While we’re on a roll, the elusive “GPS daemon” app runs with user id 1021. So if its running we might get some info on the adb shell via:
ps -u 1021 -f
UID PID PPID C STIME TTY TIME CMD
gps 605 1 0 15:36:39 ? 00:00:01 vendor.qti.gnss@1.0-service
gps 728 1 0 15:36:40 ? 00:00:00 mlid
gps 736 1 0 15:36:40 ? 00:00:00 loc_launcher
gps 803 736 0 15:36:40 ? 00:00:01 lowi-server
gps 804 736 0 15:36:40 ? 00:00:00 xtwifi-inet-agent --gtp-wifi BASIC --gtp-modem-cell BASIC --gtp-ap-cell DISABLED --gtp-waa DISABLED
gps 805 736 0 15:36:40 ? 00:00:01 xtwifi-client --gtp-wifi BASIC --gtp-modem-cell BASIC --gtp-ap-cell DISABLED --gtp-waa DISABLED
gps 811 736 0 15:36:40 ? 00:00:00 slim_daemon --sap BASIC
gps 812 736 0 15:36:40 ? 00:00:00 xtra-daemon
user gps has user id 1021. We can get more info via
cat /proc/605/cmdline
/vendor/bin/hw/vendor.qti.gnss@1.0-service
the same reveals
/vendor/bin/mlid
/system/vendor/bin/loc_launcher
the rest is more elusive since no full paths are in /proc/…/cmdline given and a “find /” does not find any of the executables due to restrictive permissions
however one can find them indirectly
ls -la /vendor/bin/
…
ls: /vendor/bin//xtwifi-client: Permission denied
ls: /vendor/bin//xtwifi-inet-agent: Permission denied
ls: /vendor/bin//slim_daemon: Permission denied
ls: /vendor/bin//xtra-daemon: Permission denied
and
ls: /system/vendor/bin//lowi-server: Permission denied
It’s hard to tell which one of those is making the HTTP connection. Normally on Android each App runs with its own UID, which allows the firewall to filter and log traffic based on the app. However some UIDs are hardcoded
and “GPS daemon” is one of those hardcoded users (user gps) - so this is no app, this is indeed a “daemon” in the linux/unix sense of the word, running native code with elevated privileges. There is no “apk”. This is no “system app”, it’s part of the system.

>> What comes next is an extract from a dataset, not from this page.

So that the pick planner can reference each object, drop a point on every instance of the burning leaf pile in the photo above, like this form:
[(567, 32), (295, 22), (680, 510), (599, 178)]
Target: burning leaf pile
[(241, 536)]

It’s possible that one of the processes listed is doing these http connections. It’s also possible that this “loc_launcher” - which is obviously capable of launching additional processes is calling yet another program to do it once a night.
Due to the restrictive permissions of all the vendor tools, further reverse engineering would require rooting the device, since:
adb pull /vendor/bin/xtra-daemon
adb: error: failed to stat remote object '/vendor/bin/xtra-daemon': Permission denied
What could be done is hacking NetGuard (or another VPN based firewall app), to insert a trigger function when process 1021 makes any network connection that in turn calls “netstat” to figure out which process is responsible for it (And at the same time run “ps” in a loop from adb shell to get a list of running processes to match to the PID)
But one would still need “root” to access the executable and look into its disassembly to figure out what it does.